- Spanish: El confidente
- Directed by: Daniel Calparsoro
- Screenplay by: Fernando Navarro
- Starring: Javier Gutiérrez; Miguel Herrán; Itsaso Arana; Emilio Palacios; Víctor Clavijo;
- Cinematography: Tommie Ferreras
- Edited by: Antonio Frutos
- Production companies: Bowfinger International Pictures; Esto También Pasará; El Confidente Films AIE; Lionceau Films;
- Distributed by: Sony Pictures
- Release dates: October 2026 (Seminci); 27 January 2027 (Spain);
- Countries: Spain; France;
- Language: Spanish

= The Confidant (film) =

The Confidant (El confidente) is an upcoming thriller film directed by Daniel Calparsoro from a screenplay by Fernando Navarro.

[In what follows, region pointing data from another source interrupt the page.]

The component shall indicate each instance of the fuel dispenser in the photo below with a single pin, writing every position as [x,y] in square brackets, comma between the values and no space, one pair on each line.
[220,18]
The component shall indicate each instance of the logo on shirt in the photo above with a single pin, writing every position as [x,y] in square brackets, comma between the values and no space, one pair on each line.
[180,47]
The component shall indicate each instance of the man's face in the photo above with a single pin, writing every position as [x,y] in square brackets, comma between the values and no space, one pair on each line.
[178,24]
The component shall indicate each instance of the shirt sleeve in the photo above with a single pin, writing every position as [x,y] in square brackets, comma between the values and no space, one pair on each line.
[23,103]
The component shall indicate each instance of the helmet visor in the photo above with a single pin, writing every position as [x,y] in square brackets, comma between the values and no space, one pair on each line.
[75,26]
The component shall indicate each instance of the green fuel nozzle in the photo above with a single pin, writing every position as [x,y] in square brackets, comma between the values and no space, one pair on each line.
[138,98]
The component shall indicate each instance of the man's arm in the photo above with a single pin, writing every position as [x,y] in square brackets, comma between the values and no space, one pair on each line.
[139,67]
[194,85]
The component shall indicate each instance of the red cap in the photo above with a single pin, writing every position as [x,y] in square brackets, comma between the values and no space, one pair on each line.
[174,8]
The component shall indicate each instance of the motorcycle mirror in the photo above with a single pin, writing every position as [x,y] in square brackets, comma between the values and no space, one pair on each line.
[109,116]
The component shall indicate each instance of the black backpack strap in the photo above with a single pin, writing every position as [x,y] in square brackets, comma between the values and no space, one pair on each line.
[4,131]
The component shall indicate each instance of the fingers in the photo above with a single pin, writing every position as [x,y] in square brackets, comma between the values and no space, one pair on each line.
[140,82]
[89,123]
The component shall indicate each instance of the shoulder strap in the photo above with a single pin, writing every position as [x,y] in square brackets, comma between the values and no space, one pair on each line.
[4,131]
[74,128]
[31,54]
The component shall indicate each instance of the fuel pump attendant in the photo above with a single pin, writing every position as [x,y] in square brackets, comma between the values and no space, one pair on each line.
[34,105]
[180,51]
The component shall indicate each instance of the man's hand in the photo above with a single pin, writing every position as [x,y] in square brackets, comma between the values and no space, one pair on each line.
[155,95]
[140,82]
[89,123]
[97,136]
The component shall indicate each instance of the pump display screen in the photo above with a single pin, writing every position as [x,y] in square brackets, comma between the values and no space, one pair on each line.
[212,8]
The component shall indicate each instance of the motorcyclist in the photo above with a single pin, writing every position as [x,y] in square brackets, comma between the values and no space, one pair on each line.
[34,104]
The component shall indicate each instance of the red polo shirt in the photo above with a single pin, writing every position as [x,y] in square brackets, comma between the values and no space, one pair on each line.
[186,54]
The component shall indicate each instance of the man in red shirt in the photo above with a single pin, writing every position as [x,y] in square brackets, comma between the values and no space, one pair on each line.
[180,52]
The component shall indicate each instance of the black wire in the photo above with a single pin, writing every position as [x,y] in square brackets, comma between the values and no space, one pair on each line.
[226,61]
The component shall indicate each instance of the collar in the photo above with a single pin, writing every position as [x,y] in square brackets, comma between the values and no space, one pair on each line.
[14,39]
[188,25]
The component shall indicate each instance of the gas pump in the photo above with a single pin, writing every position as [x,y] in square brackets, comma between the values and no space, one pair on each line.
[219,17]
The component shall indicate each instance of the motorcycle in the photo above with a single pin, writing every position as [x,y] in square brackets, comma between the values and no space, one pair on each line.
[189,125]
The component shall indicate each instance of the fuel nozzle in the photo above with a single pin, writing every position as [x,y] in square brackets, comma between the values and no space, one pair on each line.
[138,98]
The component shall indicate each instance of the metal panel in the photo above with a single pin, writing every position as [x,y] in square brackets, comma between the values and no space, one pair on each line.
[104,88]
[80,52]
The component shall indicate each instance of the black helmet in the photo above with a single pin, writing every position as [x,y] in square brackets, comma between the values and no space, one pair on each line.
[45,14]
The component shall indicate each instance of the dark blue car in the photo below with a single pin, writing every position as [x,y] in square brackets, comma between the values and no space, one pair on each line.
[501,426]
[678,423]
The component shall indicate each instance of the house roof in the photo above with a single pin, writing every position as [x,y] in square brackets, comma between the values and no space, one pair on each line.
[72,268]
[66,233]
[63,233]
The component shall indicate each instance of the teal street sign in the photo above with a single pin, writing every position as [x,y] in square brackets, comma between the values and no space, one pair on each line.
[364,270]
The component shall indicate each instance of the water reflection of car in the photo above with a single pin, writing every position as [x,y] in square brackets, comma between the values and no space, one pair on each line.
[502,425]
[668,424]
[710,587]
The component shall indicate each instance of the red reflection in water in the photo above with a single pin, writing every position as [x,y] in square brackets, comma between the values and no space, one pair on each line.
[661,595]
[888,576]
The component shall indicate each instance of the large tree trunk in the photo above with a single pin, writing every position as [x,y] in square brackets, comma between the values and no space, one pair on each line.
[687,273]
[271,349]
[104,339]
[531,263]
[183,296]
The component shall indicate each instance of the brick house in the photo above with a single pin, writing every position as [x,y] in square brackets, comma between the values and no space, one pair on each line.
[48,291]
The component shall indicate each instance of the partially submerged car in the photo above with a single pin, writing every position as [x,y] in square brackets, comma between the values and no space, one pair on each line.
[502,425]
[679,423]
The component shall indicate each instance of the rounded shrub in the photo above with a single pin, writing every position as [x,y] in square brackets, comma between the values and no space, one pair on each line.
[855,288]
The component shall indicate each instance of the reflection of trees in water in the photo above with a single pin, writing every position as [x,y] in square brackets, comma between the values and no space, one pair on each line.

It stars Javier Gutiérrez and Miguel Herrán.

It is set to world premiere at the 71st Valladolid International Film Festival in October 2026 ahead of its January 2027 theatrical release in Spain by Sony Pictures.

== Plot ==
A seasoned police officer in the counter-terrorism field (Lleida) woos a young radical (Imanol) involved in street political violence onto becoming an informer within the ETA ranks.

== Cast ==
- Javier Gutiérrez as Lleida
- Miguel Herrán as Imanol
- Itsaso Arana
- Emilio Palacios
- Víctor Clavijo
- Miguel Garcés
- Patricia Vico

== Production ==
The Confidant is the third film delivered by the Spanish film industry in a short period of time about moles among the ETA ranks, after Undercover (2024) and She Walks in Darkness (2025). Written by Fernando Navarro, the screenplay is based on the journalistic output of Pablo Muñoz. The film was produced by Bowfinger International Pictures and Esto También Pasará (also behind Undercover) alongside El Confidente Films AIE and the French outfit Lionceau Films, with the association of Sony Pictures Entertainment Iberia, and the participation of Movistar Plus+ and Atresmedia. It was shot in Gipuzkoa and Iparralde.

== Release ==
The Confidant is set to have its world premiere at the 71st Valladolid International Film Festival (Seminci) in October 2026. Distributed by Sony Pictures, it is scheduled to be released theatrically in Spain on 27 January 2027.